Beauty may be in the eye of the beholder, but even for gorillas, some traits stand out. A new study conducted in the rainforests of the Republic or Congo shows that female western lowland gorillas seek out bigger mates to father their offspring.

Conservationists with WCS and the Max Planck Institute for Evolutionary Anthropology spent 12 years studying gorilla mating choices in Nouabalé-Ndoki National Park. Their findings illuminate an important factor in the evolution of great apes.

In assessing the role of size in the reproductive success of silverback gorillas, the researchers examined three physical factors for measurement: overall body length, the size of the adult male’s head crest, and the size of its gluteal (backside) muscles. They then compared these physical traits with the number of female gorillas each silverback attracted, and the survival rates of their offspring.

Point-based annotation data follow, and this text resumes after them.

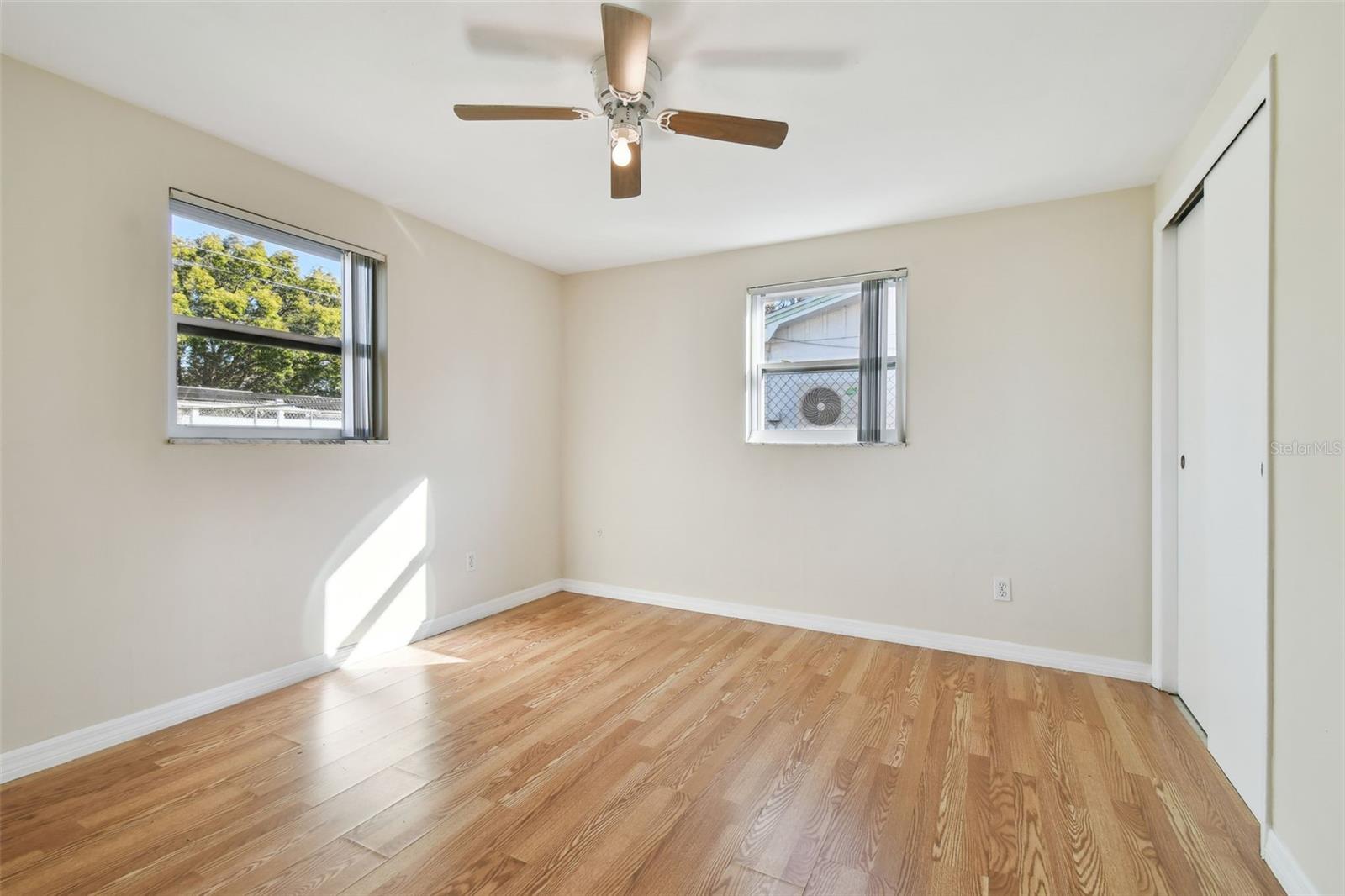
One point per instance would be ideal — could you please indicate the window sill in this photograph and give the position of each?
(208, 440)
(798, 443)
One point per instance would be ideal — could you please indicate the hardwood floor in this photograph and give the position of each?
(587, 746)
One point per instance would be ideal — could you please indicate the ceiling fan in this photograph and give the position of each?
(625, 80)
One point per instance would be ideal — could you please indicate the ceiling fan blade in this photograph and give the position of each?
(625, 40)
(625, 179)
(755, 132)
(521, 113)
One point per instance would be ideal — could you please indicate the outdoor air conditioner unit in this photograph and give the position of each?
(820, 407)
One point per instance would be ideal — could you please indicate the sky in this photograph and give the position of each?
(190, 229)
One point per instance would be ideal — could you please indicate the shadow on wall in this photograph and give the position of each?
(377, 598)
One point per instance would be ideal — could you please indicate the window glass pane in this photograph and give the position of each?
(813, 327)
(228, 273)
(233, 383)
(811, 398)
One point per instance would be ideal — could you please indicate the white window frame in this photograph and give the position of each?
(757, 366)
(362, 378)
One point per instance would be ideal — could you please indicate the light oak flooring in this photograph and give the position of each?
(587, 746)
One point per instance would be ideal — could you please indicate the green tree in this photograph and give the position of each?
(232, 279)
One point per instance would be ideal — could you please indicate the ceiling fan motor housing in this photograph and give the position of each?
(611, 100)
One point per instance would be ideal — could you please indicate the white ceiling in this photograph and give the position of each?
(898, 112)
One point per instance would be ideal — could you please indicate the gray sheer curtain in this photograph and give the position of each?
(361, 351)
(873, 381)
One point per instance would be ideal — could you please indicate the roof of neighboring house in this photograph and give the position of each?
(244, 397)
(806, 308)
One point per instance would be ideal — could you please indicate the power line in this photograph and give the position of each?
(185, 262)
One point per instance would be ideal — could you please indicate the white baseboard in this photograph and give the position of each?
(1009, 650)
(1286, 868)
(62, 748)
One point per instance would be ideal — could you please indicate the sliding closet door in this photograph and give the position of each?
(1195, 382)
(1223, 435)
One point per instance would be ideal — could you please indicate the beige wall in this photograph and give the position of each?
(1308, 393)
(1029, 393)
(136, 572)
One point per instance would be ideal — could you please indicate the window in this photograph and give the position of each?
(826, 361)
(275, 329)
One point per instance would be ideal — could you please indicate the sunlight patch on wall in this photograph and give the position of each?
(362, 582)
(397, 625)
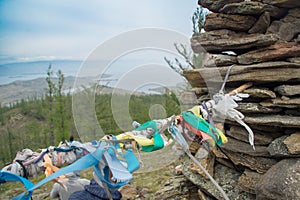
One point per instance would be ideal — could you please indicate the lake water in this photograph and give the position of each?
(32, 70)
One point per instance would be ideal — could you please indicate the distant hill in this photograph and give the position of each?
(35, 89)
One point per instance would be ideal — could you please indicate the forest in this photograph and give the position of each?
(44, 122)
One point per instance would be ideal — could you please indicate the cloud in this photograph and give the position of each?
(73, 28)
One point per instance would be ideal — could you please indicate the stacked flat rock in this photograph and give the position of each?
(264, 40)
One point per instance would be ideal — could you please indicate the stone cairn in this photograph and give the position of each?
(264, 36)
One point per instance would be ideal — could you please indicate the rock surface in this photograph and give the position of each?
(215, 21)
(282, 181)
(267, 55)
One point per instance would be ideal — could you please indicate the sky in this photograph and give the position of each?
(71, 29)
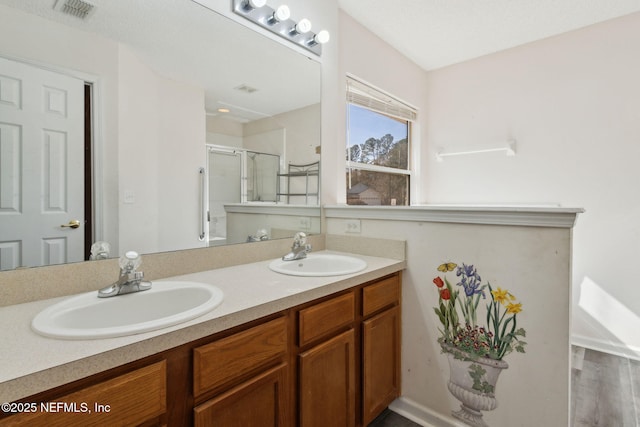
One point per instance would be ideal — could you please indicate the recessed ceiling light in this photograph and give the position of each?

The researchers found that the bigger the adult male, the more mates it had. However, only head-crest size and gluteal muscles strongly correlated to offspring survival and overall reproductive success. In other words, the babies of the silverbacks with bigger heads and glutes had a better chance of surviving to weaning age, and more siblings.

“Our findings of correlations between physical traits and male reproductive success could be considered evidence of a selection process in gorillas, but it is not yet proof,” said WCS’s Thomas Breuer, the study’s lead author. “More studies would be necessary to determine the links between morphology and fitness in this and other long-lived species.”

This latest study follows several others chronicling the western lowland gorillas of Nouabalé-Ndoki National Park’s Mbeli Bai, a large, swampy forest clearing where the apes (and the scientists observing them) gather for long periods. The research team conducted their work from 1995 until 2007, following the lives of 19 adult males and their family groups with the help of observation platforms, telescopes, and cameras. These methods enabled the conservationists to track the number of females each silverback mated with, the number of offspring they produced, and the offsprings' survival rates.

To size up the silverbacks, the researchers used a non-invasive method called digital photogrammetry, which renders accurate measurements of individual gorillas and their characteristics from digital images by converting pixel size to actual lengths.

“By using non-invasive methods for measuring the size of individual male gorillas and their features, we are gaining insights about the factors that could be driving mate selection in our closest relatives,” added Breuer.